Une fois l’identité des squatters connus, vous devez porter l’affaire devant le tribunal et faire une demande d’expulsion au juge. Là encore, la présence d’un avocat est recommandée, car la procédure est complexe : vous devez signifier aux squatters une sommation par l’intermédiaire d’un huissier. L’huissier doit ensuite remettre aux squatters un document les informant de la date et du lieu de l’audience. À l’issue de l’audience, le juge rendra une ordonnance exigeant l’expulsion des squatters et le versement d’une indemnité pour l’occupation.

Appliquer la décision du juge

Une fois que le juge a ordonné l’expulsion des squatteurs, vous contacterez l’huissier afin qu’il informe les squatters de la décision du juge, en leur rappelant qu’ils ont 15 jours pour faire appel. Vous demanderez alors à l’huissier de signifier aux squatters un avis d’expulsion, une étape essentielle si vous voulez faire respecter l’expulsion. Les squatters auront alors deux mois pour quitter les lieux à compter de la date de signification de cet avis d’expulsion. À l’issue du délai de deux mois, si les squatters n’ont toujours pas déménagé, vous pouvez demander à l’huissier de demander à la préfecture l’autorisation de recourir à la force publique. L’huissier contactera ensuite le commissariat de police et un serrurier pour expulser les squatters.

Je peux déloger les squatteurs moi-même ?

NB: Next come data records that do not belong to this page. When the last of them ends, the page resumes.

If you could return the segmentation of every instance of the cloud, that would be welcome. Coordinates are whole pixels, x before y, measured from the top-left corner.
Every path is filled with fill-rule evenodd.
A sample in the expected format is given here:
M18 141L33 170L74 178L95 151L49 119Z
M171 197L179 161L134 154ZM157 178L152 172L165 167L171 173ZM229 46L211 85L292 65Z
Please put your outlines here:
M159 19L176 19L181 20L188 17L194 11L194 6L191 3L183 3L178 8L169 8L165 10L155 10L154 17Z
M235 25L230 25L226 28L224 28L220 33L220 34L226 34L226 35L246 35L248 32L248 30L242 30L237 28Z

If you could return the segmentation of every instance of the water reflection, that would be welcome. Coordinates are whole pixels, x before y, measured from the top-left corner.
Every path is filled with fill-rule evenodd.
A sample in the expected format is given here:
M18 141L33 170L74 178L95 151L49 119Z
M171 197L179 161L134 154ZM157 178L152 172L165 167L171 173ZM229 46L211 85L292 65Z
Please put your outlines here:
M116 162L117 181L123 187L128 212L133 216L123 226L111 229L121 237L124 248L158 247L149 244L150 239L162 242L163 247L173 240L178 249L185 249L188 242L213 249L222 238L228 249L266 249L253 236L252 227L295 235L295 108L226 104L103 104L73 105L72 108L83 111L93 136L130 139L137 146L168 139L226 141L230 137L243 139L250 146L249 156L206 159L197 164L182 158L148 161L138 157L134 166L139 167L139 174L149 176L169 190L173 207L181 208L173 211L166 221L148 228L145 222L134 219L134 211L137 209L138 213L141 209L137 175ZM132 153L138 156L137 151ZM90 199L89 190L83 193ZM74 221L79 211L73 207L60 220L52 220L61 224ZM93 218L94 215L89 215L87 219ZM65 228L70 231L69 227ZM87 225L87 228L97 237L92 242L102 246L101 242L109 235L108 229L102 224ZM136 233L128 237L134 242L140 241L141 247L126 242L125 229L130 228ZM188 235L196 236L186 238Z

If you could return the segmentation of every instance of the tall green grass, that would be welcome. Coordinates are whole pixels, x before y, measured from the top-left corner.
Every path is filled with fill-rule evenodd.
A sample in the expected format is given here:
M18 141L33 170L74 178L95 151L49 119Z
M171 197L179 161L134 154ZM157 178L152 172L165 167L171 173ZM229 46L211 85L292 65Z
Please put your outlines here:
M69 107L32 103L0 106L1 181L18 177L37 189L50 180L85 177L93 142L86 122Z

Pour beaucoup de personnes, toutes ses procédures paraissent souvent assez longues. Alors parfois, la tentation de se faire justice soit même en expulsant les squatteurs sans l’avis d’une autorité judiciaire survient. Mais non, vous ne pouvez pas faire cela. Vous ne devez en aucun cas essayer d’expulser ces squatteurs vous-mêmes, vous vous exposerez dès lors à une peine d’emprisonnement et au paiement d’une amende. Même s’ils squattent votre logement, ils sont, eux aussi, protégés par la loi.

Conclusion

En résumé, le squatteur est celui-là qui occupe de manière illégale une résidence, un logement ou une habitation. Pour s’en débarrasser, vous pourrez faire appel à la police pour le déloger de l’appartement squatté. Mais cela à un délai et passé ce délai, vous devrez donc recourir à une procédure pénale qui peut s’avérer assez longue. Cependant, il ne faudra jamais essayer d’expulser un squatteur soit même, vous risquerez alors de vous exposer à des sanctions pénales.